= Hairs in the Palm of the Hand =

1981 children's novel by Jan Mark

Hairs in the Palm of the Hand is a children's book by British author Jan Mark, published in 1981. It consists of two novellas, Time and the Hour and Chutzpah.

==Time and the Hour==

The story takes place at an all boys' school with one particular class called 1x. One of the students, Martin Bennett is keeping a record of how much time is being wasted and saved during each school day for fun.

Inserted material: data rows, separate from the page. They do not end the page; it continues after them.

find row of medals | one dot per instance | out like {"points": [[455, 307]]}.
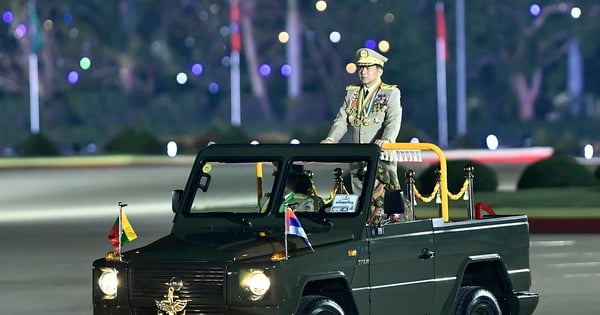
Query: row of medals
{"points": [[362, 121]]}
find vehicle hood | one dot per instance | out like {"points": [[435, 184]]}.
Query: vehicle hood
{"points": [[230, 246]]}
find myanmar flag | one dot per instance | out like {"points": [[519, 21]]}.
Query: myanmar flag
{"points": [[293, 226], [127, 235]]}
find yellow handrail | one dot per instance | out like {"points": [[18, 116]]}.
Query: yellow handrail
{"points": [[443, 168]]}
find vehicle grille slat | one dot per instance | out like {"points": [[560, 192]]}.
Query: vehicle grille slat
{"points": [[203, 287]]}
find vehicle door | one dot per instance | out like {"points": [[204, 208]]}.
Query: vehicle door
{"points": [[401, 267]]}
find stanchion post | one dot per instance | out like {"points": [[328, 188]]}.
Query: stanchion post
{"points": [[470, 202], [410, 186]]}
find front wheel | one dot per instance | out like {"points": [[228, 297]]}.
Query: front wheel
{"points": [[474, 300], [319, 305]]}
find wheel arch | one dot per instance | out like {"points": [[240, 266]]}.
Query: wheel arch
{"points": [[334, 286], [488, 272]]}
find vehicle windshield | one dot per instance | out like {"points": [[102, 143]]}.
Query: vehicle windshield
{"points": [[260, 187]]}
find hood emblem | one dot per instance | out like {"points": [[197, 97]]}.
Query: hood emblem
{"points": [[172, 305]]}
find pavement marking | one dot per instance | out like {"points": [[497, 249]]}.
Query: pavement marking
{"points": [[552, 243], [81, 212]]}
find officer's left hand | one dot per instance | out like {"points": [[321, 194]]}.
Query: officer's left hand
{"points": [[381, 142]]}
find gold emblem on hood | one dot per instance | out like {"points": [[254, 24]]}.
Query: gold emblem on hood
{"points": [[172, 305]]}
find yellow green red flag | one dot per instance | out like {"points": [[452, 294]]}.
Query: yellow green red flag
{"points": [[127, 235]]}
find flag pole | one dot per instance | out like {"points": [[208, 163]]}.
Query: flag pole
{"points": [[441, 57], [121, 205], [236, 46], [286, 230]]}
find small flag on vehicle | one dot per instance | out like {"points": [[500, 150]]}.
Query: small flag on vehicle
{"points": [[121, 232], [293, 226]]}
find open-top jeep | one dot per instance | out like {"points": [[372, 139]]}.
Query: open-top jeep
{"points": [[244, 241]]}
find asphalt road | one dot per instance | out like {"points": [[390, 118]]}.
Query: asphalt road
{"points": [[54, 223]]}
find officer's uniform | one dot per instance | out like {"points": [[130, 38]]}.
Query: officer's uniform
{"points": [[378, 115]]}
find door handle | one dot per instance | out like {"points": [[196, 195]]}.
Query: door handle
{"points": [[426, 253]]}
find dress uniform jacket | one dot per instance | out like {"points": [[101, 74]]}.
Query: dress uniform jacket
{"points": [[382, 122], [379, 117]]}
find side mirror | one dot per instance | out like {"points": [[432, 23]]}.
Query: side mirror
{"points": [[176, 199], [393, 202]]}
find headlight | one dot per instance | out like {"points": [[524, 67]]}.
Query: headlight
{"points": [[108, 282], [256, 282]]}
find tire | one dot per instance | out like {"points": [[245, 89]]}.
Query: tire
{"points": [[475, 300], [319, 305]]}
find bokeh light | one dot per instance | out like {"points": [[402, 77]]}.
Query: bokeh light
{"points": [[213, 88], [575, 12], [172, 149], [286, 70], [73, 33], [283, 37], [264, 70], [588, 151], [181, 78], [389, 17], [321, 5], [226, 61], [73, 77], [384, 46], [20, 31], [48, 25], [335, 37], [7, 17], [67, 18], [85, 63], [491, 141], [371, 44], [535, 9], [197, 69]]}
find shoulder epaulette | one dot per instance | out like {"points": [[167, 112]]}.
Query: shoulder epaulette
{"points": [[385, 86]]}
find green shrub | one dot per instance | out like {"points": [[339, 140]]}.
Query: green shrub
{"points": [[555, 171], [485, 178], [134, 141], [39, 145]]}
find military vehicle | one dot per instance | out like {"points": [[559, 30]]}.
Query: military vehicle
{"points": [[243, 241]]}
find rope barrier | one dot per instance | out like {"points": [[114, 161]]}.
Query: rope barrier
{"points": [[435, 193]]}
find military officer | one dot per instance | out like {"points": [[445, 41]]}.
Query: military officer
{"points": [[371, 110]]}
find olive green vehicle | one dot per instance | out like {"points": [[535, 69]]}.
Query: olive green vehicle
{"points": [[240, 245]]}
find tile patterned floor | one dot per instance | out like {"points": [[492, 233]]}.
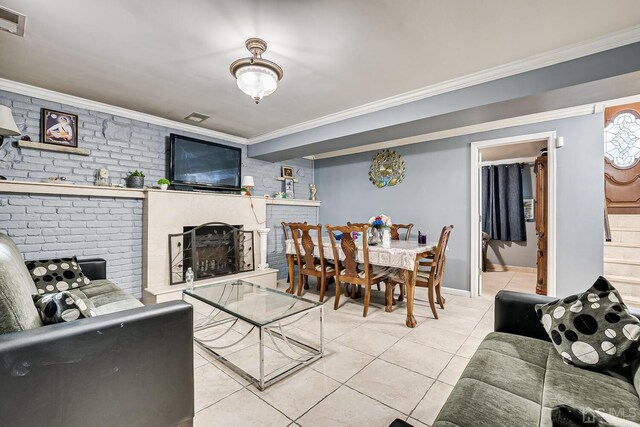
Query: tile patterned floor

When school troublemaker Addison realizes what Martin is up to, him and some of the other classmates Forbes, Hopkins, Luckhurst and Traill decide to make a wager of how much they can save and waste during the next week with Martin being the bookmaker and Forbes being his supervisor, despite the Deputy Headmaster issuing a gambling ban.

Whoever won would collect his winnings at the 125 bus stop, if it came out even, no one would win.

The next week becomes chaotic mostly with Hopkins (who bet wasting 49 minutes) and Addison (who bet saving 15 minutes) trying to win their bets by incidents and distractions, whilst annoying quite a lot of their teachers.

However eventually all the teachers find out what's going on, especially when Martin accidentally hands in the time wasting sheet instead of his test paper to one of the teachers Mr. Holland by mistake and after a fire drill, no one ends up winning the wager much to Addison's annoyance.

==Chutzpah==

The story is about a teenage girl called Eileen Skeates who decides to visit a mixed comprehensive named Shepway school. She causes a lot of chaos during her visit and turns the school into an uproar.

Her actions include giving out false names of Julie Smith, Susan Tucker and Deborah Clark when challenged by several teachers, introducing the third year girls to feminist politics and encouraging the sixth form to squat in an unused classroom.

She meets a girl called Lisa Donovan, who thinks she's barmy because of her carefree attitude and the way she keeps causing trouble.
Later after a long chat with each other, the teachers realize what Eileen has been up to and one of them catch her.
Whilst being taken to the Headmaster's office, she escapes after the teacher is trying to deal with the sixth form incident that Eileen had caused which allows the girl to sneak away. After saying goodbye to Lisa who is with a few other girls she met and telling them why she came to their school, Eileen goes back home.